One Tri-State native responded to the scene the night of that terrifying call.
"Not only did you realize then it was pretty serious," says Jacob Johnson.
In April, gunman Brandon Hole opened fire at the FedEx Facility in Indy, taking the life of eight people and wounding several others, sending witnesses running before taking his own life.
"It was kind of chaotic at first," says Johnson. "A chaotic scene."
Jacob Johnson is a full-time firefighter and paramedic, but the night of the shooting, he was working his part-time job as a paramedic with the Wayne Township Fire Department.
And it was a run he'll never forget.
"We were asleep and got the call for an active shooter," says Johnson. "We have a dispatch system that has coded dispatched so this specific one was for an active shooter."
But Johnson was prepared. His training stemming from his hometown of Newburgh.
"Way back in the day we used to live by one of the stations, hung around the fire house," says Johnson. "When I was 16, I started volunteering at Newburgh."
It was in the Tri-State he found his calling.
"I fell in love with it," says Johnson. "I went to college and got a four-year degree and decided I wanted to be a fireman instead. So, that's what I did."
Johnson later moving near Indy.
The night of the mass shooting, he was stationed only ten minutes away from the facility.
"It's hard to go from the dead of sleep to really realizing the gravity of the situation, so it took me a little bit," says Johnson.

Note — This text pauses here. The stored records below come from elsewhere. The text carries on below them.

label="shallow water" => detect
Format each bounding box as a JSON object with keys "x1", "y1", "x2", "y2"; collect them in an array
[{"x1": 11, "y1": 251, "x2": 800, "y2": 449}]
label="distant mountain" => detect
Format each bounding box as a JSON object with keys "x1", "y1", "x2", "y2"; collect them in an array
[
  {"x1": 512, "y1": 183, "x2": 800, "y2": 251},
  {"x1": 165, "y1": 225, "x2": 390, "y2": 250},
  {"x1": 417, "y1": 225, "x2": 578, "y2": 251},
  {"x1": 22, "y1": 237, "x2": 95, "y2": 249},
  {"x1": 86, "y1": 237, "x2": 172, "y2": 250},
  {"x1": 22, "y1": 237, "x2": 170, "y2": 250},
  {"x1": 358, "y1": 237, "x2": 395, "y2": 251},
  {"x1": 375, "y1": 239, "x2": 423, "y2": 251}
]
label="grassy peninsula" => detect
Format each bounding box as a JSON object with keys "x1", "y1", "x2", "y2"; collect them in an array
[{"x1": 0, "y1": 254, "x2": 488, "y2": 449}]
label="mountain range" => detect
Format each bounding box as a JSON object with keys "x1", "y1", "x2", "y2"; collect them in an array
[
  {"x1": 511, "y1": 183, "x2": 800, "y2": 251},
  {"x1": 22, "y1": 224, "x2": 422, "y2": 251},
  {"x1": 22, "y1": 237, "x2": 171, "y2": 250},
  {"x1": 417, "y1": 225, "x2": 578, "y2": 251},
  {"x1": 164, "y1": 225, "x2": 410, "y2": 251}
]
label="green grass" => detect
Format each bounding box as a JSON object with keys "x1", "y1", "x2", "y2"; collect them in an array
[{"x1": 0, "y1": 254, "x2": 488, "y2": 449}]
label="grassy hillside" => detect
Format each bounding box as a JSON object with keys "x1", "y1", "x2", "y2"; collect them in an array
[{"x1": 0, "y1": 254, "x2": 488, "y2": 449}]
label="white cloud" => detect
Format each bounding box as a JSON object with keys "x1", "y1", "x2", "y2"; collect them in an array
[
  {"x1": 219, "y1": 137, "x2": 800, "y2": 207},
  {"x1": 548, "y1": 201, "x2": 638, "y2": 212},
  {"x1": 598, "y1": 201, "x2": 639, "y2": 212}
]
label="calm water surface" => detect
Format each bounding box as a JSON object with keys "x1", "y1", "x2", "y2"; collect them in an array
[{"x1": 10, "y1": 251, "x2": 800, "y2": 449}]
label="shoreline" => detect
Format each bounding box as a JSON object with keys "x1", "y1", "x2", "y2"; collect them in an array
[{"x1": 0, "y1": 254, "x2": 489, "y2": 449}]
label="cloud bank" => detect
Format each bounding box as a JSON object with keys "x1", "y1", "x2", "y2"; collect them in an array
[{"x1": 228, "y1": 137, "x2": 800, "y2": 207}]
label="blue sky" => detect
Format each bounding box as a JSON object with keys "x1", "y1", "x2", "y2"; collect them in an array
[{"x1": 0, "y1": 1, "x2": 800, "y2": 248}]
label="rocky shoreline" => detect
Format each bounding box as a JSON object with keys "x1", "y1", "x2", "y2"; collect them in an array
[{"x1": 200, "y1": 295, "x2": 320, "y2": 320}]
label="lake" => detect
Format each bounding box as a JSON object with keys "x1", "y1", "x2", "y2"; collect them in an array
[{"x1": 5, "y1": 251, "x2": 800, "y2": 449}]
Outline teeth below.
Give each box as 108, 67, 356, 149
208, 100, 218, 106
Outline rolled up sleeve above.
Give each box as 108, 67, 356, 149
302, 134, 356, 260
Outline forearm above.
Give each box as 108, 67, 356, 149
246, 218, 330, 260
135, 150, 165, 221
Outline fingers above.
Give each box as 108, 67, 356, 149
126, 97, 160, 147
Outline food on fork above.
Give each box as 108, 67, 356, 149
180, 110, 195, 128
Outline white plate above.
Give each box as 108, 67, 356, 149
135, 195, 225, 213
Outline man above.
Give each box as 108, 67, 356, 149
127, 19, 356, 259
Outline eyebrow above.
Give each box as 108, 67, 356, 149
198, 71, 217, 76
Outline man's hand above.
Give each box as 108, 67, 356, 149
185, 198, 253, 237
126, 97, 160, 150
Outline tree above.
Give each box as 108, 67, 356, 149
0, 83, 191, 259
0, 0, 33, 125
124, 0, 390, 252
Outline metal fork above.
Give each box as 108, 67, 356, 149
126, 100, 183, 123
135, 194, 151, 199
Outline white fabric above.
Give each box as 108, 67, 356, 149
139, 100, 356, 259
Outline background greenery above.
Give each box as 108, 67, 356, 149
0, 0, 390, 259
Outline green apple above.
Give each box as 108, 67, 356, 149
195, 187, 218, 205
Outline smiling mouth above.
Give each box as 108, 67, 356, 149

One of the many first responders at the scene, Johnson and his crew transported one patient to an area hospital.
"Communication on runs like that are hard," says Johnson. "You're trying to get all the information that you can on the way there."
It's why earlier this month, Johnson was recognized for his quick thinking in one of the scariest runs.
The Fire Department recognizing Johnson for his fast actions, teamwork, and dedication to helping patients survive the ordeal.
"I think I can speak for 95% of anyone in public safety, or that work in hospitals, any kind of field like mine, we don't do it for recognition at all," says Johnson.